Dive Brief:
- Artificial intelligence reduced radiologists’ workload without harming the rate of cancer detection in a randomized clinical trial, suggesting the technology can be used in mammography screening.
- Writing in The Lancet Oncology, researchers reported the results of an interim safety analysis of a prospective study of 80,000 women. The trial linked the AI-supported screen-reading procedure, ScreenPoint Medical’s Transpara, to a 44% reduction in workload.
- The study is continuing to collect data for its primary endpoint but, based on the interim results, the investigators concluded the procedure is safe and could help address radiologist shortages.
Dive Insight:
Multiple retrospective studies have found AI can improve the accuracy of mammography screening and reduce the time radiologists spend reading scans. The studies suggested AI may be better at detecting interval cancers, tumors that are diagnosed in between screening episodes, and eliminate the need for two radiologists to review every scan. Yet, the lack of prospective data left room for doubt.

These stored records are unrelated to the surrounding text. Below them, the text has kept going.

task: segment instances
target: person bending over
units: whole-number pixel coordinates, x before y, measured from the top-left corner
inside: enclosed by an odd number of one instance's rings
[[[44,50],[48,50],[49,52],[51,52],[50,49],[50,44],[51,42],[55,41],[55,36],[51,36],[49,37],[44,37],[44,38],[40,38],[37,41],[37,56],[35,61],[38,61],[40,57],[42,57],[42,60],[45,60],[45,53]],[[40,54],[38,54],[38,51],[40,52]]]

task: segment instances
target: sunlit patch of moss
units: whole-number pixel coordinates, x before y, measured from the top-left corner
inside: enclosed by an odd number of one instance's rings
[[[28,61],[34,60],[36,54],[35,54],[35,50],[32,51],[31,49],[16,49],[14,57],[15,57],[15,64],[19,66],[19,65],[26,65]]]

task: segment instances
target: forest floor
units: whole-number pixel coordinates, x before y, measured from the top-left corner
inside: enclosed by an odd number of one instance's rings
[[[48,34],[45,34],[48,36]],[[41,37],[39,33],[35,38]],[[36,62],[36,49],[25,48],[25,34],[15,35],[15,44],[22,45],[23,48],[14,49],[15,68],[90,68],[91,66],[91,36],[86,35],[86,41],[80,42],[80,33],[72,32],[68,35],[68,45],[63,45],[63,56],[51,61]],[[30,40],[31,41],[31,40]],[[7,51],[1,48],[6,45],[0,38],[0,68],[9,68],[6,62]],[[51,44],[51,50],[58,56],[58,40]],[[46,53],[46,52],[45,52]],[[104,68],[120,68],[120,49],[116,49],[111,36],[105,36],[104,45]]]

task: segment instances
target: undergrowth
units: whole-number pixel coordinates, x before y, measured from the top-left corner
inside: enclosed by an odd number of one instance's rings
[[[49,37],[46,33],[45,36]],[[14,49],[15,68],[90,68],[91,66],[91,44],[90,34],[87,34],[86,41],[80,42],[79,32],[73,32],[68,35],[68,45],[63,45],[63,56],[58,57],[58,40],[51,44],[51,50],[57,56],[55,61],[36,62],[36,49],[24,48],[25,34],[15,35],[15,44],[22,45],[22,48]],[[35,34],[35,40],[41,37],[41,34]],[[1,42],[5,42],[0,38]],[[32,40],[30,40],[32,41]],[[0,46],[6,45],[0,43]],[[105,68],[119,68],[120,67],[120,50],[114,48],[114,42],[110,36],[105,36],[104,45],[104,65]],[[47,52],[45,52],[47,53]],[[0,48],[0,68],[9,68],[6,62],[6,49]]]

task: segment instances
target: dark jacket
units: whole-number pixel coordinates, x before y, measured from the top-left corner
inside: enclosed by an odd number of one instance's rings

Researchers with Lund University in Sweden started the first randomized controlled trial investigating the use of AI in mammography screening. It was funded by the Swedish Cancer Society, Confederation of Regional Cancer Centres, and the Swedish governmental funding for clinical research.
The study randomized 80,000 women to undergo standard double mammography reading or AI-supported screening. Participants in the AI arm were assigned to single or double reading based on the malignancy risk score provided by Transpara.
An interim analysis of the study looked at secondary outcomes including the cancer detection rate and screen-reading workload. The cancer detection rate per 1,000 participants was 6.1 in the Transpara arm, above the lowest acceptable limit for safety, and 5.1 in the control group. The false positive rate was the same in both cohorts, suggesting AI may detect more cancers without causing unnecessary follow up.
The study linked the AI to reduced radiologist workload too. Because participants in the Transpara cohort only underwent double radiologist readings if the AI classed their scans as high risk, 36,886 fewer screen readings were done in the intervention group than in the control arm. The figure translates into a 44% reduction in the screen-reading workload.
In a statement, lead author Kristina Lång from Lund University said AI “could potentially do away with the need for double reading of the majority of mammograms,” easing the pressure on radiologists and shortening waits for patients. However, Nereo Segnan from Piedmont Reference Center for Epidemiology and Cancer Prevention, used an accompanying comment piece to call for caution.
The results may “seem straightforward in favoring the use of AI,” Segnan wrote, but the data reveal the “possible presence of overdiagnosis (ie, the system identifying non-cancers) or overdetection of indolent lesions.”
The upcoming final results of the trial, which is primarily testing whether AI improves detection of interval cancers, could provide a clearer picture of the merits of the technology.